The RAND Health Insurance Experiment was closer to real-world insurance practices of its time. Yet the RAND HIE was a little like that, too. It was designed to examine price elasticities of demand for different kinds of health services. Along the way, it helped illuminate important connections between health insurance, health care utilization, and actual health.
2. Trying to hit singles is more exciting (and more realistic) than trying to hit home runs.
Most of my own work has concerned policy evaluations or quality improvement efforts that seek to improve real-world interventions. This requires implementing and testing cost-effective interventions that realistically match the available human and financial resources one would require to really scale things up. So I personally find a useful and feasible HIV prevention intervention that costs $2,000 per injection drug user or per high-risk youth or per violent offender much more exciting than a truly excellent intervention that serves the same people much better at ten times the average cost. We’re not going to provide that excellent intervention to more than a relative handful of people.
Unfortunately we live in a media, political, and sometimes funding environment that puts too much of a premium on home runs, when useful singles are often more helpful and more realistic as a short-term goal. I was once in a meeting in which a foundation official asked: “Find me the next Perry.” If that is the standard, one is tempted to pin false hopes on promising but imperfect interventions. One is also tempted to dismiss the value of what one can actually do.
Feasible, well-evaluated relatively modest interventions accumulate, done well, to genuine improvements in public policy. This is essentially the model in health care quality improvement.
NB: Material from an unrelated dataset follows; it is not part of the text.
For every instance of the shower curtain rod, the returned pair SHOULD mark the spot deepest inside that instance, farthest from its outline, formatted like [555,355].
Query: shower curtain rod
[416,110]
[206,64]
Simple checklists and process improvements accumulate to reduce hospital infections, prevent medical errors, to focus people’s attention on what really needs to be done. There is no particular home run intervention behind (say) the 100,000 lives campaign. There are merely a succession of more modest interventions implemented methodically and well.
3. We need to nurture the people and organizations who do the actual work of social policy.
This is obvious, but still deserves mention. Many promising innovations fail, or never really go anywhere, because they don’t match the ecosystem in which the work must be done. An innovative school- or hospital-based program won’t work unless the people who work in these busy and challenging environments really embrace it, and apply their own expertise and effort to make it a success.
As a public health researcher, I might be jazzed about an innovative experiment to improve the quality of school food, to increase physical activity, or to provide counseling designed to reduce violent behavior. Each of these efforts requires the active cooperation of teachers, administrators, and others to make this experiment work. These men and women generally wish innovative measures well. Yet these staff members have many other things to worry about and to do. They will be jazzed about my new thing to the extent that it helps them do their jobs better, or effectively addresses issues to which they assign some genuine urgency.
When we fail to attend to such matters, when we fail to regard the world from our colleagues’ shoes, we can pretty much guarantee that we will fail.